Today this disconnect led to me falling in the only puddle in Derbyshire in one of the hottest June’s on record. I also somehow excavated a chunk of flesh from my knee. How this is possible when moving at such low speed I’ll never know. I imagine it was quite shocking and confusing to the man in the high-vis vest who was behind me too. Thankfully he didn’t let this show though and very sweetly just asked (you have to imagine this in a northern accent) “are you alright luv?”. I was alright, just slightly mortified that I had, once again, been defeated by some moulded plastic. I was also slightly mortified that, whilst not painful, my knee was going to find it difficult to stop bleeding as you tend to bend that area of your body quite a lot whilst trying to power along a bike, and given that I was literally at the half way point of the ride, so as far away from home as I could get, my knee was going to have to bend, a lot. 

     Ah well, we continue. Because that’s what you do in life. You push through the shit bits, and you get through to the beautiful bits, both in the traditional sense…

…and the non-traditional sense…

….beauty aside, my knee was still gushing away so I did think it pertinent to stop at a chemist when I eventually reached civilisation. Only to be told they had nothing in any way shape or form to help me, not even a plaster. At a chemist. This made me laugh as all I really wanted was some water to clean myself up with, so people stopped looking at me so horrified when they saw me riding towards them. And as it was approaching 30 degrees in the shade there was absolutely no way I was using any of my precious drinking water to sort the problem. 

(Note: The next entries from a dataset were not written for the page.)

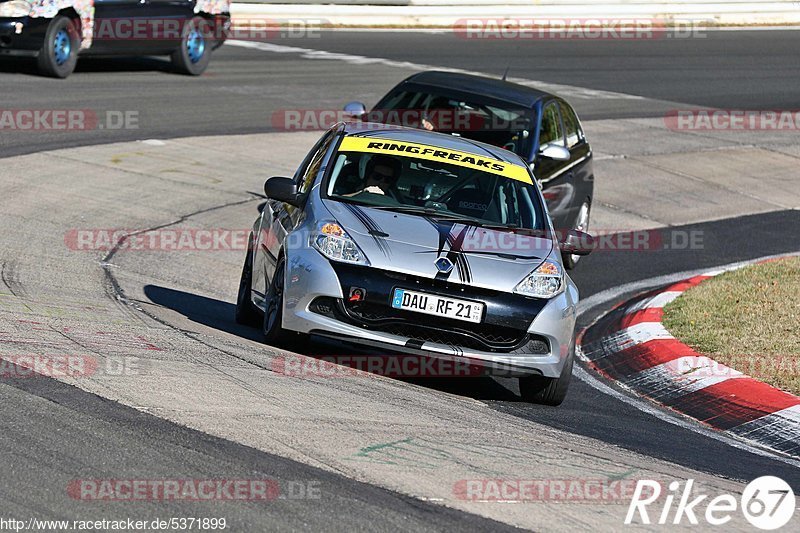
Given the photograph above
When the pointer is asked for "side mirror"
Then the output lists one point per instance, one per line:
(282, 190)
(355, 110)
(555, 152)
(577, 243)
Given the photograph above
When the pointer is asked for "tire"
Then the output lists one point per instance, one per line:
(273, 309)
(194, 54)
(59, 52)
(547, 391)
(581, 224)
(246, 312)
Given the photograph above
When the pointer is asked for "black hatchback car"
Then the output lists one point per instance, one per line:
(55, 32)
(538, 126)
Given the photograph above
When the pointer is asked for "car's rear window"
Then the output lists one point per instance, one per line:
(490, 121)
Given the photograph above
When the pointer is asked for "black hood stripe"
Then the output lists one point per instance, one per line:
(454, 254)
(371, 227)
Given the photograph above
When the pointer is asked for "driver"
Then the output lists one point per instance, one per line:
(382, 173)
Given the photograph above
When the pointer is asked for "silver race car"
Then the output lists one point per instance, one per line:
(408, 241)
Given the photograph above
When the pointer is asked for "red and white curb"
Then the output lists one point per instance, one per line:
(631, 346)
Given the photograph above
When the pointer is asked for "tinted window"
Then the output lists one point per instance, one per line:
(493, 122)
(313, 163)
(551, 126)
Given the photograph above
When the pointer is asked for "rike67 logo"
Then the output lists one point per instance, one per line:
(767, 503)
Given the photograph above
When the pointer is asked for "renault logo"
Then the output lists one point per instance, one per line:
(444, 265)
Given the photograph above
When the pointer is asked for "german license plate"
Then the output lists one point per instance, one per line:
(432, 304)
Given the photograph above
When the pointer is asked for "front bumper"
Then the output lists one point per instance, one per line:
(22, 36)
(518, 335)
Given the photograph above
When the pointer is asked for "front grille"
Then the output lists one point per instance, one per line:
(480, 337)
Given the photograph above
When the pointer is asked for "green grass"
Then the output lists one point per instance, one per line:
(747, 319)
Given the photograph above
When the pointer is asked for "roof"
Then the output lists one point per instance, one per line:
(493, 88)
(443, 140)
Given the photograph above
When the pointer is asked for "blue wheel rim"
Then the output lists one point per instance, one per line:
(195, 45)
(62, 47)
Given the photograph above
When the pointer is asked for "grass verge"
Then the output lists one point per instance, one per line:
(747, 319)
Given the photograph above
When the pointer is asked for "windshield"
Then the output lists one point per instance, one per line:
(405, 177)
(493, 122)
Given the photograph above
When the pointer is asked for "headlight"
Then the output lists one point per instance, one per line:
(15, 8)
(544, 282)
(333, 242)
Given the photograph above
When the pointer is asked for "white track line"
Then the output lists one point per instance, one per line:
(567, 91)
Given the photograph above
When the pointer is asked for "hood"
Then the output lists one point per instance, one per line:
(411, 244)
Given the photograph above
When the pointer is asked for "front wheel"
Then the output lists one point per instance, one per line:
(547, 391)
(59, 52)
(195, 51)
(246, 313)
(273, 308)
(581, 224)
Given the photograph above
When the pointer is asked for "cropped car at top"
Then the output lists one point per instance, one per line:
(56, 32)
(416, 242)
(538, 126)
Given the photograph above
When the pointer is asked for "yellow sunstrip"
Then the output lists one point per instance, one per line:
(433, 153)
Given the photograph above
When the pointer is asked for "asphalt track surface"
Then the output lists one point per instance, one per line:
(243, 88)
(752, 70)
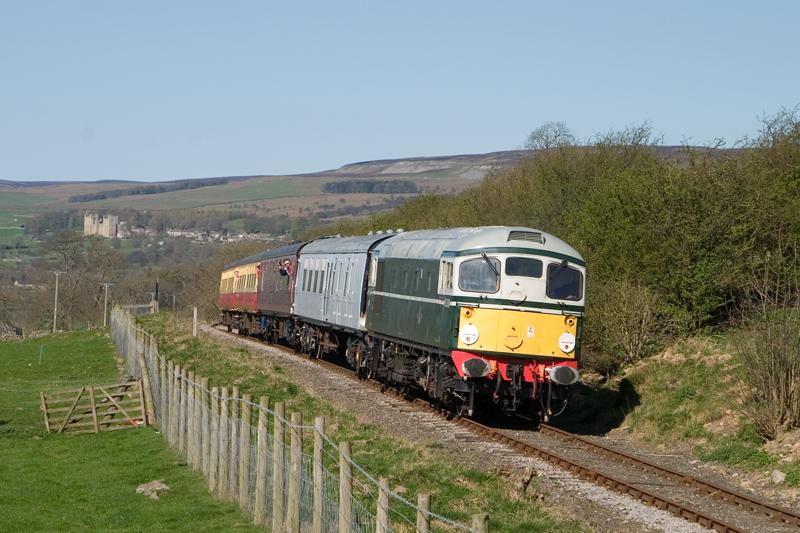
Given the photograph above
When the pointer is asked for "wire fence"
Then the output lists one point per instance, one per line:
(253, 453)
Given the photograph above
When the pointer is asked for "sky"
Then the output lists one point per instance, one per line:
(180, 89)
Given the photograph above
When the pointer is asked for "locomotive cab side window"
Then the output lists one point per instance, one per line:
(564, 282)
(446, 276)
(479, 275)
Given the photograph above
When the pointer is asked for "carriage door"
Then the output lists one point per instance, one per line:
(326, 293)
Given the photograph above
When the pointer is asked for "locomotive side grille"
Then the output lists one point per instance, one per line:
(530, 236)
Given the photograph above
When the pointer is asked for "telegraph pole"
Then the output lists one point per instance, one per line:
(55, 300)
(105, 301)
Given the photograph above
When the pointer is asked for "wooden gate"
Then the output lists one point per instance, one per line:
(94, 408)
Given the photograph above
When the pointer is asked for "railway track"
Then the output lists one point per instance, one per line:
(725, 510)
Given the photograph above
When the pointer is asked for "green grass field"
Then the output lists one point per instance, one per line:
(457, 491)
(690, 399)
(10, 223)
(54, 483)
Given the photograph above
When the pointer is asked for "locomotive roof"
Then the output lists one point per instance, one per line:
(289, 249)
(343, 245)
(433, 244)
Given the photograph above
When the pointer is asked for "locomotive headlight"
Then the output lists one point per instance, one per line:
(566, 342)
(468, 334)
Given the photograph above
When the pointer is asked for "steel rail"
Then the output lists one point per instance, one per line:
(747, 502)
(682, 510)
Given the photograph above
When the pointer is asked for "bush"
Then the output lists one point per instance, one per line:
(768, 350)
(624, 325)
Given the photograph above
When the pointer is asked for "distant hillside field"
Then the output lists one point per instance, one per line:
(259, 193)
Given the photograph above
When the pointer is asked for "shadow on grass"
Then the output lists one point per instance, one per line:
(598, 410)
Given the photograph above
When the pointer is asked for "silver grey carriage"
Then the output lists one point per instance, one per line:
(330, 281)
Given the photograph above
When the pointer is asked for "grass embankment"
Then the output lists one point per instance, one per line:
(686, 395)
(88, 482)
(456, 491)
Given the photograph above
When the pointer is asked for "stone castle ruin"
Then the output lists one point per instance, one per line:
(100, 224)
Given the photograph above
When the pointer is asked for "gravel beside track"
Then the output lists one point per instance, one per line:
(601, 508)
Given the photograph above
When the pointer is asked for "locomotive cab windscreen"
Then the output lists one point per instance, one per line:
(520, 278)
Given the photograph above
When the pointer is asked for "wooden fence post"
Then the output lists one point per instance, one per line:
(179, 383)
(278, 468)
(148, 392)
(244, 453)
(174, 412)
(480, 523)
(190, 392)
(319, 442)
(260, 496)
(423, 513)
(295, 471)
(184, 412)
(345, 488)
(205, 437)
(213, 455)
(163, 389)
(224, 445)
(197, 432)
(233, 476)
(382, 512)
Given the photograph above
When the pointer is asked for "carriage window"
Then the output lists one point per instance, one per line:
(478, 275)
(564, 282)
(523, 266)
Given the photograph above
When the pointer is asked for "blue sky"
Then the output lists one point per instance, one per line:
(163, 90)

     The injury was more of a mind injury really, I was suddenly skittish and frequently got off the bike and walked it when I encountered either rough or steep ground. And once I was next to the river I walked a lot. I have always had an irrational fear that I will one day be cycling along a river and fall in. I have no idea where this came from. I don’t see why I would suddenly topple whilst near water, but that doesn’t matter, the fear is real. So I got off when I reached the River Goyt. After all, I didn’t want to die because I couldn’t un-clip my foot from the stupid cleats and be dragged to the bottom by my the weight of my bike, only two days after finally leaving the job I’d been working up the courage to leave for years. So I walked. And I sat.

I soaked in the beauty and I saw an aqueduct! What humans are capable of will never cease to amaze me….

All in all, it was a tough ride. There was a lot of climbing….

….there was a lot of uneven ground…

….and there was a lot of hot sun…

….but ultimately, there was just so, so, so, much joy….

I got home bloody, dirty, tired, all the things we spend most of our days trying to avoid. Which is where I think we go wrong incidentally. When you feel all those things, and you come out of the other side, you feel like you can take on the world. I came home so proud of myself for conquering the day, that I felt like it didn’t matter how scared I was I had effectively halved my salary over night by quitting my “proper” job I’d worked so hard at for so long. I wasn’t scared that I might never write anything any good. I knew that whatever happened I would be OK.

I had a day where my happiness and motivation levels had undulated along with the road. I had pretty much ticked off every emotion you can feel. I had lived a life in a day. I was ready for what was next. And the funny thing was, it wasn’t even that hard a day in the scheme of things. I’ve had far worse. And I’m sure any ultra cyclists reading this will think I’m an absolute lightweight. That’s fine. I identify as one. But it doesn’t matter. Because it’s all relative. This was the day I needed to have, at this particular time, to give me that boost of confidence in myself after it had been so low for so long. 

     So I say, go out, have an adventure, push yourself, bleed a bit, bleed a lot, or don’t bleed at all, just see what life story will unfold on your bike.